Physically speaking, the CPU and GPU chips of Grace Hopper are still two separate chips, and the interconnection also uses traces on the PCB board; however, logically, since both the CPU and GPU can see the same memory space, they can be regarded as a whole.

Scalability was clearly a top priority in the design of the Grace Hopper superchip. Here, NVLink once again plays a crucial role: each Grace Hopper superchip can use an NVLink Switch to interconnect with other Grace Hopper superchips at an ultra-high bandwidth of 900GB/s, and such interconnections can support up to 256 Grace Hopper superchips to form a superchip pod - which is also the interconnection method used in the DGX GH200 released by Nvidia this time. In addition, the Grace Hopper superchip can also connect to InfiniBand through an interface with Nvidia Bluefield DPU, allowing the superchip pod to further expand to a larger scale through InfiniBand, thereby achieving higher performance computing.

Through the above analysis, we see that in the Grace Hopper superchip, Nvidia's NVLink series of ultra-high-performance data interconnects play a crucial role, providing up to 900GB/s of bandwidth and a consistent interface, achieving very strong scalability. The difference between the CPU in the Grace Hopper superchip and other high-performance server-side ARM CPUs may be the support for the NVLink interface, which has become the biggest highlight of the Grace Hopper superchip.

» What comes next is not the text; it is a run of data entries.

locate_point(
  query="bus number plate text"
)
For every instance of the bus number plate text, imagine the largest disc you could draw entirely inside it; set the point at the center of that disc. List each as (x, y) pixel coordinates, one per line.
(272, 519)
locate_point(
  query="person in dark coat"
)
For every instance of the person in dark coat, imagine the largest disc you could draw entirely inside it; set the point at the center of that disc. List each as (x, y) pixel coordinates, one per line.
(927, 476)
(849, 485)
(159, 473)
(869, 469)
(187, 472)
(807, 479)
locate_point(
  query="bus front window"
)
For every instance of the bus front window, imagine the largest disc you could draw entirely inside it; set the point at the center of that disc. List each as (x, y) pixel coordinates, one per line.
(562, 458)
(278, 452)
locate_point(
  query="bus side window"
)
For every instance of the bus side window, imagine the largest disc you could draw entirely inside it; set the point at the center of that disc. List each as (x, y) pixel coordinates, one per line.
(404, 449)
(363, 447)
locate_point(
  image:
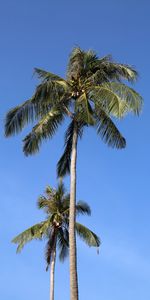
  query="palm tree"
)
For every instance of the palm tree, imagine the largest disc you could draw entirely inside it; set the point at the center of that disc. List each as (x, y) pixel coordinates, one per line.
(93, 93)
(55, 228)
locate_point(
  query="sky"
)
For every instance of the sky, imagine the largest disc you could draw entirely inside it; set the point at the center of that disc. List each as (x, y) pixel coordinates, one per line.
(115, 183)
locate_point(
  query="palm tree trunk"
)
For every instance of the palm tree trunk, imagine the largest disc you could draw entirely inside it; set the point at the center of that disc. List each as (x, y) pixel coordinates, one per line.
(72, 219)
(52, 273)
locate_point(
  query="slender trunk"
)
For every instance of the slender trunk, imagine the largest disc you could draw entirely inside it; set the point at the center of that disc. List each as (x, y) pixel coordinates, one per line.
(72, 219)
(52, 273)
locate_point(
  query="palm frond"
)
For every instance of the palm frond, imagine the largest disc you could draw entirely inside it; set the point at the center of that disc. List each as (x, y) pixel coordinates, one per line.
(109, 101)
(50, 247)
(63, 165)
(84, 111)
(63, 243)
(34, 232)
(46, 75)
(117, 71)
(82, 208)
(76, 64)
(88, 236)
(108, 131)
(46, 128)
(18, 117)
(133, 100)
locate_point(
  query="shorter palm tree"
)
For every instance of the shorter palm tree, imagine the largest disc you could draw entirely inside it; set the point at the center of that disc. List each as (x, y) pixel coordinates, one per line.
(56, 228)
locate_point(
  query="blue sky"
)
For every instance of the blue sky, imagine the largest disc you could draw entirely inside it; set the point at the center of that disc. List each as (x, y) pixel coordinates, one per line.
(115, 183)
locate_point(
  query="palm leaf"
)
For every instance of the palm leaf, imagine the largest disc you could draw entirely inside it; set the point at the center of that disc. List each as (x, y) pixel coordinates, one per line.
(63, 243)
(50, 247)
(46, 75)
(133, 100)
(34, 232)
(108, 131)
(63, 165)
(46, 128)
(82, 208)
(19, 116)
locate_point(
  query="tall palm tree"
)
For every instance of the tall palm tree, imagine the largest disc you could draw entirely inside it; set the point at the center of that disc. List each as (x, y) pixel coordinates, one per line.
(93, 93)
(55, 228)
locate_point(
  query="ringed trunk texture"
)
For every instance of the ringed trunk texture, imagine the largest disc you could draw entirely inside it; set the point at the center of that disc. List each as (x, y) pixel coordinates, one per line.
(52, 274)
(72, 218)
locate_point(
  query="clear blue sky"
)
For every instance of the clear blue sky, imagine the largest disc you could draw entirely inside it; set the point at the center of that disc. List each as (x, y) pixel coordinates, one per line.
(115, 183)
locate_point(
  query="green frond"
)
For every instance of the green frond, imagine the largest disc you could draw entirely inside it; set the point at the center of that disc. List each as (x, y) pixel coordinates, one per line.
(82, 208)
(35, 232)
(46, 75)
(108, 131)
(46, 128)
(18, 117)
(109, 101)
(88, 236)
(127, 95)
(63, 243)
(117, 71)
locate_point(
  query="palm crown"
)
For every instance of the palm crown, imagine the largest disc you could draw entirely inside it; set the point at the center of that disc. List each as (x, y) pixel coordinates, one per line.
(92, 93)
(55, 228)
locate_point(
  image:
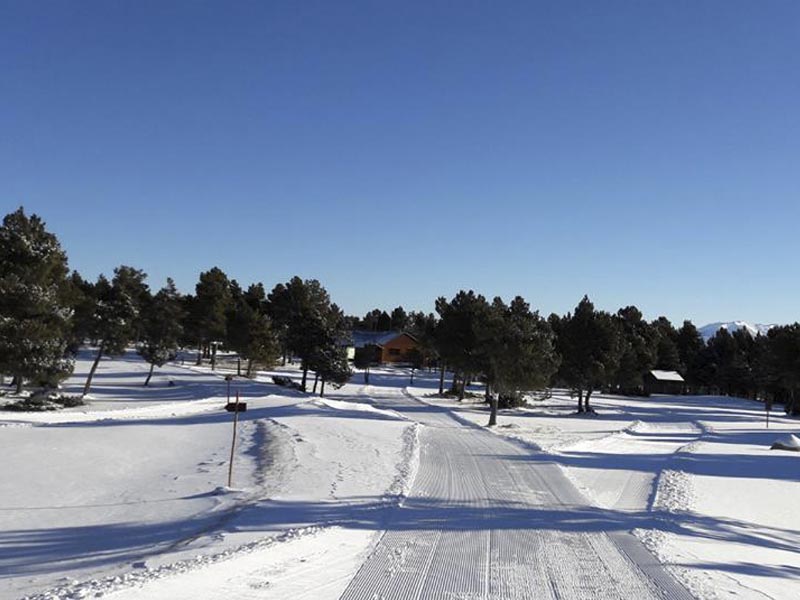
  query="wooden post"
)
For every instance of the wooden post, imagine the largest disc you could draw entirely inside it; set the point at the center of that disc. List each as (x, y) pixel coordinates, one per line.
(768, 404)
(233, 443)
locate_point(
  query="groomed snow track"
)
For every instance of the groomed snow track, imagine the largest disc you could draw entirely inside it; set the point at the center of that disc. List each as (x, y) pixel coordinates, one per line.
(484, 521)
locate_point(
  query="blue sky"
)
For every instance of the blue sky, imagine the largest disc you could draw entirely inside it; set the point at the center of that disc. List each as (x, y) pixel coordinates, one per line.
(644, 153)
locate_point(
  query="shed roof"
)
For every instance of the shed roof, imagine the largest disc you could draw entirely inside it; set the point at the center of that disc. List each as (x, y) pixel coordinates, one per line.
(666, 375)
(377, 338)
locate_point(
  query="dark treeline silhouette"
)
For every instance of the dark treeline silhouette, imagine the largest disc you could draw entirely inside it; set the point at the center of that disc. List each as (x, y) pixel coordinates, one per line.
(48, 312)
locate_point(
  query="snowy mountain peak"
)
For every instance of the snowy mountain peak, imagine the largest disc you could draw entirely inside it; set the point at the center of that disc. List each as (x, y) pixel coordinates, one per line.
(753, 329)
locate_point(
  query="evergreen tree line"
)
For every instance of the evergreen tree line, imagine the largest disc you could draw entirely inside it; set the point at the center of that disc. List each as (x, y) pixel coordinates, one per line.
(47, 312)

Looking forward to the future competitive landscape, Nvidia has declared its leading acceleration capabilities for the next generation of large model artificial intelligence with the DGX GH200 supercomputer, which has astonishing performance and memory capacity. At the same time, we also see that designs like the Grace Hopper superchip, which tightly couple the CPU and GPU (as well as other accelerators) and provide efficient support for large models through ultra-high-speed consistent memory interfaces, will become an important design paradigm in the field of artificial intelligence chips in the future.

At present, in the field of supporting the next generation of large models, Nvidia is undoubtedly the most advanced player in the chip industry, and the manufacturer that has the potential to compete with Nvidia in the future may be AMD. In fact, AMD's design philosophy in this field is very close to that of Nvidia. Nvidia has the Grace Hopper superchip, while AMD's related product is the CDNA3 APU. In the CDNA3 APU architecture, AMD integrates the CPU and GPU together through chiplets and uses consistent data interconnects to support a unified memory space. In AMD's latest MI300 product, each APU integrates 24 Zen 4 CPU cores and several GPUs using the CDNA3 architecture (specific data to be released), and is equipped with 128 GB of HBM3 memory.If we compare the designs of Nvidia and AMD, we can see that the idea of tightly coupling the CPU and GPU and using a unified memory space is completely consistent, but there are several key differences in the specific design:

Firstly, AMD uses advanced chip packaging technology to achieve the integration of the CPU and GPU, while Nvidia, confident in its NVLink technology, uses traditional PCBs to integrate the CPU and GPU. However, this may change in the future; as the data interconnect bandwidth of PCBs approaches its limit, it is expected that Nvidia will also increasingly use advanced packaging technology for interconnection in the future.

Secondly, Nvidia is more aggressive in the field of memory space and scalability. The memory of each Grace Hopper superchip can reach 600GB, and through the NVLink Switch, it can even achieve a memory space of up to 144TB; in contrast, the memory space of AMD's CDNA3 APU is only 128 GB. Here, we see that Nvidia's long-term investment in the field of consistent data interconnect has obviously achieved very good results. In the future, in the field of large models, such ultra-high scalability data interconnect for expanding memory space is expected to become a key technology, and in this regard, AMD also needs to continue to invest to catch up with Nvidia's leading position.